だがそうだとすれば、今静止していない者たちはそのヒイロが今この場に必要だと思った者たちだということだ。
「陛下。この方たちはすべてを知った上で、我々の味方であろうとしてくださっているのです。私などより、よほど信用していただいてよろしいかと」
どうしていいかわからず、すでに態度としては素を出しておろおろしているスフィアに、フィッツロイ公爵が優しげに声をかける。
「やあ、我が愚息殿と愛娘殿。――命の恩人であるヒイロ様に日々報いておるか?」
「できる限りのことはしているつもりですがね、父上」
そして仮面をかぶった六名の戦士団、中央の二人に対して親しげに声をかける。
声をかけられた二人は仮面を外し、苦笑で答える。
アルフレッドとアンヌ。
ここアーガス島の迷宮にて行方不明となり、死んだと見做されていたアルフォンスの長男と長女である。
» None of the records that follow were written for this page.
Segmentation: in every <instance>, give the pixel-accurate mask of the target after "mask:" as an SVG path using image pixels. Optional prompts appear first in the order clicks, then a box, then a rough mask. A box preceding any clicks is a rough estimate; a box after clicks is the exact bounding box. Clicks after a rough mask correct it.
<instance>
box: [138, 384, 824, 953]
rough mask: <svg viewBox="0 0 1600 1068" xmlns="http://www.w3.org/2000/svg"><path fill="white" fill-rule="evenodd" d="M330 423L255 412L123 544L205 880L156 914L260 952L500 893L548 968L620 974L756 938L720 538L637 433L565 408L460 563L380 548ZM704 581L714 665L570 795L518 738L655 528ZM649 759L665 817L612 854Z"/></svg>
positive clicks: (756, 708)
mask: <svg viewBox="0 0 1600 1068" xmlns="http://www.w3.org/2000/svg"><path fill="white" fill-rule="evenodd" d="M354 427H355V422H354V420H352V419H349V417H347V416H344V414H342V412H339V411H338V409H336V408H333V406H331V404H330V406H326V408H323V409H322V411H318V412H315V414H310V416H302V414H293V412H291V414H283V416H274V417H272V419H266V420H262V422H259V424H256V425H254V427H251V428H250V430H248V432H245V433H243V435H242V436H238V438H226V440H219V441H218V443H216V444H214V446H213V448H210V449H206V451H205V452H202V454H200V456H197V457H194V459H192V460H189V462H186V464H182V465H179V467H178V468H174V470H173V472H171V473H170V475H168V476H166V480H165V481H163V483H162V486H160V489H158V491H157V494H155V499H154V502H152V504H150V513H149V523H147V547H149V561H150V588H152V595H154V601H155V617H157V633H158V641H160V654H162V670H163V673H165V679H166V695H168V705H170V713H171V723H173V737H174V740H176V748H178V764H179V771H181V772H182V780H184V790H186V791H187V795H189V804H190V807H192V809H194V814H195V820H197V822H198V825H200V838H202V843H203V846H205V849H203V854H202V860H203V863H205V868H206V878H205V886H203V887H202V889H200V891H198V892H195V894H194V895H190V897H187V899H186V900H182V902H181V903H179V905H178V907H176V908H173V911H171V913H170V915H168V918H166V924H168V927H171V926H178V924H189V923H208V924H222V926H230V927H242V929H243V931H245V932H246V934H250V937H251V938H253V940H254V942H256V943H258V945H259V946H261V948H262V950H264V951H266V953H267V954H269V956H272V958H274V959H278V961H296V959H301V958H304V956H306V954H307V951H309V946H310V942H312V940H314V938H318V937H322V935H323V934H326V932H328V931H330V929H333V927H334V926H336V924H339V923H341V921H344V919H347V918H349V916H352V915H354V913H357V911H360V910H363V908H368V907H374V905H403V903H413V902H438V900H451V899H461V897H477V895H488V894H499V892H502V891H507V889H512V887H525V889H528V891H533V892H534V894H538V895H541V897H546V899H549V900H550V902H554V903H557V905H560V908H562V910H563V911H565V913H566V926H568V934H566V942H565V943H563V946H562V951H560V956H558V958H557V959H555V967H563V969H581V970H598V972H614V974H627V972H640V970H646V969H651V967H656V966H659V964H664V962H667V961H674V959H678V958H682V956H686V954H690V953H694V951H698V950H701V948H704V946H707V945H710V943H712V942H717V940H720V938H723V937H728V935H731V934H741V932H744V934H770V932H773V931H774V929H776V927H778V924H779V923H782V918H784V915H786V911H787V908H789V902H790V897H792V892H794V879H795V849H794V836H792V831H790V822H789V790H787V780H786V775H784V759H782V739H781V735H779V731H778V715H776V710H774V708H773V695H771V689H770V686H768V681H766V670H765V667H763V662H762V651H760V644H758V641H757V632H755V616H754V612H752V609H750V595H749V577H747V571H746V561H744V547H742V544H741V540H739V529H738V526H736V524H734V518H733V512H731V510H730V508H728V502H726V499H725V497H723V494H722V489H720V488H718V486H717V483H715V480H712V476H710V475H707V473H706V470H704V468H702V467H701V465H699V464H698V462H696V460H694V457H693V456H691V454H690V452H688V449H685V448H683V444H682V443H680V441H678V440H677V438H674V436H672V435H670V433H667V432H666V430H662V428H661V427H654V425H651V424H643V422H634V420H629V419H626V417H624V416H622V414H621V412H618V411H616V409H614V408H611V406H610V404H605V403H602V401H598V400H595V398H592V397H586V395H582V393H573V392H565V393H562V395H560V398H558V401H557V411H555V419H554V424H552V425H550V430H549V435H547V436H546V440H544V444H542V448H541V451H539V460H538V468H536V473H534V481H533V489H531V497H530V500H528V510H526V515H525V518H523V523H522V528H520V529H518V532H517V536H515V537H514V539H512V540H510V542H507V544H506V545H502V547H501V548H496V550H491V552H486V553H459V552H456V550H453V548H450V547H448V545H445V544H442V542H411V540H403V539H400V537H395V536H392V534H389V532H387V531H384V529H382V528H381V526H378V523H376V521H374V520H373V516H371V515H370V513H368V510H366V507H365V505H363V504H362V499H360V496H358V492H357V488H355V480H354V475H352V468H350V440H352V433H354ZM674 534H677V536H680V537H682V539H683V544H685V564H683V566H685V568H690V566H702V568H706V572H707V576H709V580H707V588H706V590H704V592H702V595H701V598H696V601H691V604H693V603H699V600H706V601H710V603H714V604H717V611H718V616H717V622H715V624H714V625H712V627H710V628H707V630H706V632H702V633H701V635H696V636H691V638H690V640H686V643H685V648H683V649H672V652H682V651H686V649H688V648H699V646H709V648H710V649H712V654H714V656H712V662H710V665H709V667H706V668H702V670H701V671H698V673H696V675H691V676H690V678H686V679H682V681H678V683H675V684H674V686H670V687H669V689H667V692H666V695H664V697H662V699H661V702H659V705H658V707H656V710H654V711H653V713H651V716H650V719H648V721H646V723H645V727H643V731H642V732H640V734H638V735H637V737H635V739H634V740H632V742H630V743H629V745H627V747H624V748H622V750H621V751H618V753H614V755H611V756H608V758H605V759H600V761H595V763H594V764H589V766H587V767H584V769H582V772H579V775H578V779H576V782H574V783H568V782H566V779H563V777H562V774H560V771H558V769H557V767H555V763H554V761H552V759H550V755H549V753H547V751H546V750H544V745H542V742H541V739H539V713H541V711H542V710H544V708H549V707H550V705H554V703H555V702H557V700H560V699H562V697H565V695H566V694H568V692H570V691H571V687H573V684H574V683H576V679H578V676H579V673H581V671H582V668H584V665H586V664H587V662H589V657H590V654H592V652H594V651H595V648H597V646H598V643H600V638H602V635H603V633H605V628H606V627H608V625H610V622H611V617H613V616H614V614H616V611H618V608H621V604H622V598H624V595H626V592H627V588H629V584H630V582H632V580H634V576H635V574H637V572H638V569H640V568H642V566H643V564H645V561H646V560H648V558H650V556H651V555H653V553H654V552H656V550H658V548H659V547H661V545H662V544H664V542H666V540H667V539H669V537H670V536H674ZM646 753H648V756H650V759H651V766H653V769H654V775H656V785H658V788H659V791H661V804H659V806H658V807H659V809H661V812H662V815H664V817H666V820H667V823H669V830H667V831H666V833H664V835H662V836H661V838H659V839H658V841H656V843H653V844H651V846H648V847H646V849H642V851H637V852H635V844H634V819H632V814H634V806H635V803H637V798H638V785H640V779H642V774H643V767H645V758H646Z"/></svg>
「ならばよい。取るに足りぬ力であっても、全力で御仕えせよ。命の御恩は命をもって報いるべきもの。――実はそんな家訓は我がフィッツロイ家にはないが、そうすることこそが我が一族の利益になる」
「あ、あの、お父様? ヒイロ様の前でそんな明け透けに……」
「ヒイロ殿に隠し事をしてもはじまるまいよ。どんな形であれ己が利を求めぬ者など、そもそも信用もされまい。そんなだからお前は鍛錬に明け暮れるばかりで何も進展せぬのだアンヌ」
「お、お父様!」
感動の再会という空気ではない。
全てを知っていなければ、このような会話は出てこない。
つまりは今日この場での邂逅は、すべてヒイロが望み、設えられたものだということだ。
あるいはアルビオン教の動きをさえもが。
三大強国の中で一つだけしか救えない状況の中、ヒイロが百度に上る『世界再起動』で一度もぶれることなく選び続けてきたウィンダリオン中央王国。
その理由であった幼女王スフィア・ラ・ウィンダリオンの前に、ヒイロが現実化した「T.O.T」の世界に現れてから関わってきた者の多くが集っている。
本来は存在しえなかった歴史、その最初の一歩をヒイロと共に世界へと刻むために。